Elections Officials Rejected Thousands of Signatures in Lottery Dollar Campaign

One of the biggest bucks ballot measures aimed at the November ballot in Oregon is Initiative Petition 70.

The measure would enshrine in the state Constitution the 15 percent allocation of Oregon Lottery proceeds to parks and natural areas.

That 15-percent set-aside has been in effect for more than a decade, thanks to voter approval of a 1998 ballot measure. But the set-aside will expire in 2014, unless Oregonians vote to continue it.

The initiative's main proponent — Oregonians for Water, Parks and Wildlife — has raised $823,000 so far, most of it from the Nature Conservancy. (The group also has spent $776,000, including $388,000 on PCI Consultants, a California signature-gathering company).

In mid-April, when proponents went to turn in their first batch of signatures to the Secretary of State's elections division, they got a nasty surprise. Of the 31,128 signatures presented, elections officials rejected 12,596 — or about 40 percent — because the forms that signature gatherers used were improperly printed.

Secretary of State Kate Brown's spokesman, Don Hamilton, says a printing malfunction omitted both form numbers and some boilerplate language from signature sheets.

"What happened is the printing plate shifted and cut off a section of the wording," Hamilton says. "Unfortunately, they shouldn't have used those sheets in the first place."
Made in Oregon lottery.jpg

On its website, the Oregonians for Water, Parks and Wildlife says it hopes to gather 160,000 signatures by the July 2 deadline. That total would provide a comfortable margin above the 110,358 valid signatures required to amend the state Constitution. Through May (and after the disallowed signatures were eliminated) the group has turned in 50,243, less than one-third of its goal.

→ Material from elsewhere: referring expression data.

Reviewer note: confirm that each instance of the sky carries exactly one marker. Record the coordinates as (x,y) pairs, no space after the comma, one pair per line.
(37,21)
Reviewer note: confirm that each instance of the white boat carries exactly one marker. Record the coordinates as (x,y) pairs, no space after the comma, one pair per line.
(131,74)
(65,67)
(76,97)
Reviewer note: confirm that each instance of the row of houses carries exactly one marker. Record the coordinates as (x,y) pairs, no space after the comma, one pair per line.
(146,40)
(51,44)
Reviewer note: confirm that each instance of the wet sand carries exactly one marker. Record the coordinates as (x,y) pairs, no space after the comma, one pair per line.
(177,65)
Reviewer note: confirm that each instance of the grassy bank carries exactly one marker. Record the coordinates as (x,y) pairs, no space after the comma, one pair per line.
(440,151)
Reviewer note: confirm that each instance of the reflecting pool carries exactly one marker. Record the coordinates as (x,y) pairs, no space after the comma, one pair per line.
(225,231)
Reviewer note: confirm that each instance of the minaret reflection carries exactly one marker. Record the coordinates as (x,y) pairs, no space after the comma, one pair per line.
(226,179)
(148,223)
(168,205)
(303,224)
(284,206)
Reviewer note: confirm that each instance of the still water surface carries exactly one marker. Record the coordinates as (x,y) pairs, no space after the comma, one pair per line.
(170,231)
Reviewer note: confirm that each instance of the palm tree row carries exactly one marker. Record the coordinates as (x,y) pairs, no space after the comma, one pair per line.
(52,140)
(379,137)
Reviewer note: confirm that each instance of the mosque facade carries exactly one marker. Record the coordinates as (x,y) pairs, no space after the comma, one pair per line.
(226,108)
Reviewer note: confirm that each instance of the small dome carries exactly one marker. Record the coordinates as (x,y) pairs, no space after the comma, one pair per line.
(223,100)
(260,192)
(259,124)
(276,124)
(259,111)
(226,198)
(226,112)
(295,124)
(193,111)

If the group does gather 160,000 signatures, it will spend more than $5 per signature even if it doesn't raise another dime. That means the printer's error cost in the neighborhood of $60,000.

Jessica Moskovitz, a spokeswoman for the campaign, says 2,000 volunteers mobilized for the ballot measure will work hard to make up for the disqualified signatures.

"Clean water is a focus of the campaign," Moskovitz says. "So we know that into every life a little rain must fall."